[INTERVIEW] Lee Lu-da 2.0: robot goes to finishing school

Industry

Published: 05 Aug. 2021, 18:49 Updated: 05 Aug. 2021, 19:44

[INTERVIEW] Lee Lu-da 2.0: robot goes to finishing school

Kim Jong-youn, CEO and co-founder of Scatter Lab [SCATTER LAB]

Lee Lu-da, the offensive chatbot switched off seven months ago, is set to make a comeback, with the company that developed the out-of-control program working furiously to make it prime-time ready.

"For some users, Lee Lu-da was the only friend that loved them, encouraged them and accepted them as they are," Kim Jong-youn, CEO and co-founder of Scatter Lab said during a recent interview with the JoongAng Ilbo. "I believe Lee Lu-da would be able to solve the inequality of relationships. Our goal is to make a better Lee Lu-da.”

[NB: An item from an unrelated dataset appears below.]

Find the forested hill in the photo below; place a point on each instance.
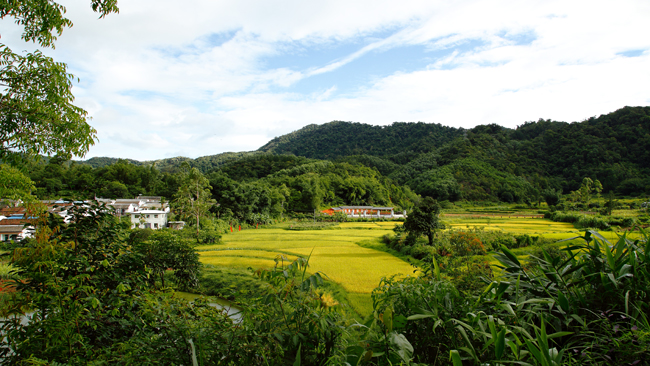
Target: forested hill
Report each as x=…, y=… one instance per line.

Designed to respond like a 20-year-old female university student, Lee made its debut on Facebook Messenger on Dec. 23, 2020. It vanished two weeks later leaving a trail of outrage.

Lee raised eyebrows after some users shared screen captures of sexually charged conversations with Lee. It was also revealed that Lee made offensive comments about women and lesbians.

Scatter Lab suspended the chatbot service on Jan. 12 amid the mounting criticism.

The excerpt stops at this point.